By Alok Verma

The online world is faced with an abundance of information. As a result the demand for relevant content is increasing. Online users may already know about news sites for specific reasons either due to its particular location or subject they are most interested in, or even just due to the brand value. But personalization does help a local or niche site to further appeal to the reader, or by larger news sites.
Earlier, personalization was hard to do at a scale. Mobile phones that have become most personal device to any individual has enhanced opportunities for personalization and also triggered higher site registration. In fact, delivery of more relevant content on mobile devices is becoming much easier.

Media is becoming a much more social and people are increasingly interested in exploring about the editorial position being taken by media organizations on important issues of the day. The moot question, however, is as to how large the personalized content should be, particularly when one looks at personalization geographically. People’s interest in local news is gradually increasing in order to give vent to their opinion on local news agenda, so that they can share information and discuss that information with colleagues and neighbours and friends and family. People actually want to be brought up to date with all the things that people in their neighbourhood and their city will know about, so they can play a part in those conversations.
Personalization technologies are also performing a balancing act between the role of the technology and journalists. One way to differentiate between types of personalization is by looking at how much involvement is necessary on the part of the reader in building their own experience. Research into the field of personalization in news has found that passive personalization appears to be on the up. Many news apps are available where by just taking a latitude and longitude of the user or user’s house, news stories that are breaking and happening around that location will be displayed on mobile devices.

An interesting case study can be found in Italy, where local news site network City News introduced the ability for users to create a personalized homepage earlier this year. This is based on certain choices made by users in terms of areas of interest, be it location, subjects or people, arguably an example of more active personalization.
With the rise of social media means any user of Twitter, Facebook or the like, effectively has his own personalized homepage of content available. This only proves that the social discovery of content is on the rise and probably it also throws a great challenge to media organizations as to how much of a role is there to play for personalization on a news website?

Therefore, news sites should look at what they can do to stand out in this field, and focus on offering a quality content service. In most cases news sites can’t compete with Twitter in terms of serving up great content from many sources, but they can do something else; provide great writing, analysis, comment, a tone that connects, and they can do a much better job of recommending other relevant material.
There are many who find Facebook intimidating, some find Twitter too distracting to use on a regular basis, and therefore there is a great opportunity for personalization on sites for delivering better information to users. Whether one uses Google search, from Google.co.in or Google.com, whether you’re in India or London one would get the same result depending on one’s search term. Search on Google has become personalized as Google’s algorithm takes into account where you are and your previous searches in order to return a different set of search results to you.
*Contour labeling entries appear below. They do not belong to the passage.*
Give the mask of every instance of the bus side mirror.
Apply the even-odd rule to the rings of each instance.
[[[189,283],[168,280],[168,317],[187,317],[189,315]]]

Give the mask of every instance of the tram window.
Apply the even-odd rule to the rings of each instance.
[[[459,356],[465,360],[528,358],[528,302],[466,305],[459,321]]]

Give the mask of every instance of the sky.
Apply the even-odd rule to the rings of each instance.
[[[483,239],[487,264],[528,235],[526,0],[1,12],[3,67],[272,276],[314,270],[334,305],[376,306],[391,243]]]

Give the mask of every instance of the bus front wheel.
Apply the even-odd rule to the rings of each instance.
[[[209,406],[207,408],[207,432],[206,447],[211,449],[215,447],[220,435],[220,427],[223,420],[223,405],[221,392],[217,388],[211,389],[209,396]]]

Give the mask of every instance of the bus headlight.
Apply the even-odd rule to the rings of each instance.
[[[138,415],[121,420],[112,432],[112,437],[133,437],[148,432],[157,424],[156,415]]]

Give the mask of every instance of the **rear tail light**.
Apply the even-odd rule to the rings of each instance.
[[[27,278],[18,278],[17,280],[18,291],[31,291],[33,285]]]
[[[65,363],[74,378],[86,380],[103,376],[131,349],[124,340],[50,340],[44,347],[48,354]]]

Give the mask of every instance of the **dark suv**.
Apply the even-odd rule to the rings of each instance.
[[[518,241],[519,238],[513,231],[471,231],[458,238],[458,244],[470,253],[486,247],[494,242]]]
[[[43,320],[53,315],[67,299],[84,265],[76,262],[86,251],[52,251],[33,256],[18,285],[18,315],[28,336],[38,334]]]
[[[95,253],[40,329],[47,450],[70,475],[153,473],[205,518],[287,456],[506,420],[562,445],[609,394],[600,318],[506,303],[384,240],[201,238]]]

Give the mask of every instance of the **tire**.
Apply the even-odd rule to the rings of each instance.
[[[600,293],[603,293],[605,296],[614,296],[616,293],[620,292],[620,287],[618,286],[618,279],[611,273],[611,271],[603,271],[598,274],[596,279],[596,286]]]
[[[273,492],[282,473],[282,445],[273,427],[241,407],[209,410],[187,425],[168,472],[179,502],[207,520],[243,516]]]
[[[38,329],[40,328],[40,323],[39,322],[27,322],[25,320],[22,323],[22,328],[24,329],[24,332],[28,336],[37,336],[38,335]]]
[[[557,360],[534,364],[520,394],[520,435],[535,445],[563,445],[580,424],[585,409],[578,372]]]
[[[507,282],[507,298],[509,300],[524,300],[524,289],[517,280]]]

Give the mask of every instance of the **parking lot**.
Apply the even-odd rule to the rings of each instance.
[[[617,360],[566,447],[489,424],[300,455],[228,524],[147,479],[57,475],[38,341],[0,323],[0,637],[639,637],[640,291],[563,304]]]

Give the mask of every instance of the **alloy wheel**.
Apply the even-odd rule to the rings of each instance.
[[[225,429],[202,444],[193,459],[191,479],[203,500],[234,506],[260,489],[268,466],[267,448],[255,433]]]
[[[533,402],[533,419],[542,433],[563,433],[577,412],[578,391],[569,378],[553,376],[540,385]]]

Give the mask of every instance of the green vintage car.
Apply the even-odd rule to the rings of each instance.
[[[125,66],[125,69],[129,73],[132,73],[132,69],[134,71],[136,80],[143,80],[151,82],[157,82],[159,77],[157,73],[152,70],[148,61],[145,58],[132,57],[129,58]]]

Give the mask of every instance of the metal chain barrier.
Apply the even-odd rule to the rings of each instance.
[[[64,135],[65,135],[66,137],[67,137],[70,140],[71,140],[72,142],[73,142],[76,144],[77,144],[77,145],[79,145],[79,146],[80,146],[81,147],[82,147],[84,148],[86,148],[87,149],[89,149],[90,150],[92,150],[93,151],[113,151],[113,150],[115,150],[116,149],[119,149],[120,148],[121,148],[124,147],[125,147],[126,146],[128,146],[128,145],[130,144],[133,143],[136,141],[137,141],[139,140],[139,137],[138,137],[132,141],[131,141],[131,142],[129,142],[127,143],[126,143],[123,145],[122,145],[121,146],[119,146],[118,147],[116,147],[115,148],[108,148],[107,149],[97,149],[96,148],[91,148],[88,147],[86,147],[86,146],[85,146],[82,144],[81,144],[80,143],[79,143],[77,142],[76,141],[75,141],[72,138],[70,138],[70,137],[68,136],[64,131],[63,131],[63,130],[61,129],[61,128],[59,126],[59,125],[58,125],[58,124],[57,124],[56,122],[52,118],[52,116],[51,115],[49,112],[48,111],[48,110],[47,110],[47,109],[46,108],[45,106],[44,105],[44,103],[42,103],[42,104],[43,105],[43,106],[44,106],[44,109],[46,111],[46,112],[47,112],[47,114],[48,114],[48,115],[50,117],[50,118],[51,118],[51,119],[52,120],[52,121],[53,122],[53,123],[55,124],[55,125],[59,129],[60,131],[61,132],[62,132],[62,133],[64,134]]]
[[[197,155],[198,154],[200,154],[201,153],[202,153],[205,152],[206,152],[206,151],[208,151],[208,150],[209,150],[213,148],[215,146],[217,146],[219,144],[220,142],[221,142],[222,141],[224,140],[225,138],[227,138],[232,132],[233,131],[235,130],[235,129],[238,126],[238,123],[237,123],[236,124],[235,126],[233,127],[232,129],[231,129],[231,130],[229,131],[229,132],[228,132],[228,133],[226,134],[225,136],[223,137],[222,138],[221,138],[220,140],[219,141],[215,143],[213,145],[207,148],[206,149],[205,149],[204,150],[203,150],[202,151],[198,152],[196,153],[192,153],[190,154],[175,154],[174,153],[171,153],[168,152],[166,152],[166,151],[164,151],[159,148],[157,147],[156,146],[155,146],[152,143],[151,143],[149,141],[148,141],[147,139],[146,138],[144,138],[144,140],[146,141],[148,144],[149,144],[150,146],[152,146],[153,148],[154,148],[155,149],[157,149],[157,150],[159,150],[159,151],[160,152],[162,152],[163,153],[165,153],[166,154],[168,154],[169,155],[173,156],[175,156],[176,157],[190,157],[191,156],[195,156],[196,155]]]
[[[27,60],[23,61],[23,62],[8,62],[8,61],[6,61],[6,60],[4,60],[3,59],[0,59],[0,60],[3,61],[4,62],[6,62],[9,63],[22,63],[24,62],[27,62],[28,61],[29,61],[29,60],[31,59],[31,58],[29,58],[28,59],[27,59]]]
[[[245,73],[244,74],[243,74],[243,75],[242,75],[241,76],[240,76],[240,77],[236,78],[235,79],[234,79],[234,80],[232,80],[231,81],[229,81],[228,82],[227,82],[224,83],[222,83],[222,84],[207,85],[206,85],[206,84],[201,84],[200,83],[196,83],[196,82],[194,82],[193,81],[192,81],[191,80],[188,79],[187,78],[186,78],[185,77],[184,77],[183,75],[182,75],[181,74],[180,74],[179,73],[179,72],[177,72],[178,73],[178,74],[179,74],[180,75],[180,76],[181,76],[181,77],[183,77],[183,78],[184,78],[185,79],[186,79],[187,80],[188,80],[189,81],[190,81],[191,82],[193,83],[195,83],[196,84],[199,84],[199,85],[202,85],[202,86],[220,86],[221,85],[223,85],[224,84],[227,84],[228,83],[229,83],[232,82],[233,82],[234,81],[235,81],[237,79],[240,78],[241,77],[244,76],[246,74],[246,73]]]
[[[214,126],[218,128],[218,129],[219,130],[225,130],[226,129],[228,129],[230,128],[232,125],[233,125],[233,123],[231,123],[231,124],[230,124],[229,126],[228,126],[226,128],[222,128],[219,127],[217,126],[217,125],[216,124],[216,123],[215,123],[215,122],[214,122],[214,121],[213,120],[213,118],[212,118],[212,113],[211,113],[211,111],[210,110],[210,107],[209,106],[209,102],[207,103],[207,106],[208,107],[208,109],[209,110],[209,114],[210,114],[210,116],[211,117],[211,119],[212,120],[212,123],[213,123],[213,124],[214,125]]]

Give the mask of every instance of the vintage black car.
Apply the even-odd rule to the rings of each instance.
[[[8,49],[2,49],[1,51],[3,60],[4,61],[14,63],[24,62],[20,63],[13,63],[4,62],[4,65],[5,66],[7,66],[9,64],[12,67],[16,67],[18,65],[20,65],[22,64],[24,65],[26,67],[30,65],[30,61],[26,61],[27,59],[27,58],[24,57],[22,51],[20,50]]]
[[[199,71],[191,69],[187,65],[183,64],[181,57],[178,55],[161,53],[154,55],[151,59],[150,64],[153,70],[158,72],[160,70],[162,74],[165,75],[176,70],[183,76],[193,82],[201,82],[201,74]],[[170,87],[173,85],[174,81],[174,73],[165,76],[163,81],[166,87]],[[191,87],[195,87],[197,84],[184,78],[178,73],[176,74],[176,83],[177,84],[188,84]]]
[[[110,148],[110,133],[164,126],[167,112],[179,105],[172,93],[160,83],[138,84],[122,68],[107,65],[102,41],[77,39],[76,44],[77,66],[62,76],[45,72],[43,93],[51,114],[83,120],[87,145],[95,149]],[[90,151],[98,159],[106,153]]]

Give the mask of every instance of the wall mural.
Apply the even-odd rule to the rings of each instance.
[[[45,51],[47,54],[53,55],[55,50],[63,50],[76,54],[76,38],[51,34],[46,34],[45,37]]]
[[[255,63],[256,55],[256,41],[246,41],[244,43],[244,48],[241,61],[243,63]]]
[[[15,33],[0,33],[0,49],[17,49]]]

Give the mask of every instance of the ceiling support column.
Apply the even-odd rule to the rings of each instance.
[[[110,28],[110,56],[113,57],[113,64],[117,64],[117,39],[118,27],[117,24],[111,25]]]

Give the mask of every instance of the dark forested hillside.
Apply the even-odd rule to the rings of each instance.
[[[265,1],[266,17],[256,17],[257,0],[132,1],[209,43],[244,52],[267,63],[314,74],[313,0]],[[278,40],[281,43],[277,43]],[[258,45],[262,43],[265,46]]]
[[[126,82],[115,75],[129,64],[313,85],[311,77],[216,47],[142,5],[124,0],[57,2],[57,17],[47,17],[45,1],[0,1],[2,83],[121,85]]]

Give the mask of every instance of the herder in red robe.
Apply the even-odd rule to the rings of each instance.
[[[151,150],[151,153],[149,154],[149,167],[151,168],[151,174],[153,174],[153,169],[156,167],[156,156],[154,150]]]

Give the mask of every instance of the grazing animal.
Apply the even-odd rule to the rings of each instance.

Similarly, on mobile platforms, the opportunity and potential impact of a personalized news service is also equally significant. One argument is that the smaller screen effectively demands more stripped-back content delivery, which clearly caters for a user’s needs and interests. The Circa news app, for example, lets users track stories they are interested in receiving updates about. However, the challenge for media organizations is as how do they offer personalized news services to their users that does not limit the range of views and content users have access to.

People’s taste in music or movies tends to be fairly static over time, fairly predictable, and so one can look at what people’s friends are looking at, or other people who have listened to the same album or watched the same movie have been listening to, and that’s a fairly good predictor of what one might like. But news is so dynamic that it is very difficult to predict partly because news changes so fast but also what we’re interested in changes.

In an increasingly crowded news marketplace opportunities to achieve engagement through personalization are wide-ranging. Hence, it’s very important to use the technology to make sure users are seeing more of the kind of content that they’re interested in, but it also keeps an element of serendipity and an element of discovery within the apps or within the website, so that users find content that they didn’t expect to find, but is nevertheless interesting, and being surprised and delighted.